On the 29th of September the streets and museums of Oxford will be bustling with activity for the Curiosity Carnival which is an exciting opportunity for the public to engage with Oxford scientists from all disciplines. The University of Oxford was ranked top for world-leading research in the most recent Research Excellence Framework (REF, 2014). The Curiosity Carnival will be a chance to meet these world-class researchers and hear about their fascinating research in a slightly different way – through games stalls, live experiments, and snappy to-the-point talks. The OCEAN lab will be presenting a games stall on Broad Street, which will include fun games to engage the public with getting to know their own cognitive biases. Come down to check us out – our event is FREE to attend.
We recently went on an OCEAN Lab Away Day to the beautiful region of the Cotswolds. This special day was a nice opportunity for the group to spend some time together, share ideas, discuss potential collaborations, and most importantly have some fun! We started the day off by having some morning tea and coffee in the picturesque village of Great Tew, followed by a small hike around the scenic rolling hills and grasslands of the countryside.
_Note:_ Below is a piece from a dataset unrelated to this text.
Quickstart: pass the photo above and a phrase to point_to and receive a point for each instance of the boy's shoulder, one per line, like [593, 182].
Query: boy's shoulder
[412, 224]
We then enjoyed lunch at a charming 16th century traditional pub with delicious food and a wonderful cosy atmosphere. We had many interesting and fruitful discussions about cross-cutting projects and collaborations across the group, as well as brainstorming some innovative research ideas for upcoming events. We finished off the day at the Soho Farmhouse, a country club, where the team enjoyed lots of fun outdoor and indoor activities, and could relax and unwind in a nice setting. All in all it was a fantastic day and a great way for the team to spend some time together!
Elaine features in the BBC World Service’s latest instalment of The Why Factor. In the episode – entitled Fear vs. Fact – presenter Mike Williams asks if we now live in a post-factual age — where messages of fear dominate and the truth goes unspoken or unheard. He investigates the ‘Backfire Effect’ which means that entrenched views can become more entrenched when confronted by contradictory facts. Elaine comments: ‘Fear is a very powerful emotion – I guess the first thing to remember is the reason all of us are here is because our ancestors had very effective threat detective systems.’
Elaine and Chris Beevers recently published a paper in Molecular Psychiatry that discusses how some genes can make people more sensitive to the effects of their environment – for better and for worse – leading to both mental ill health and enhanced mental resilience. They suggest that the same genes that make us prone to depression could also make us prone to positivity. Find out more…
The paper, Differential sensitivity to the environment: contribution of cognitive biases and genes to psychological wellbeing, was published in Molecular Psychiatry on 19 July (doi: 10.1038/mp.2016.114).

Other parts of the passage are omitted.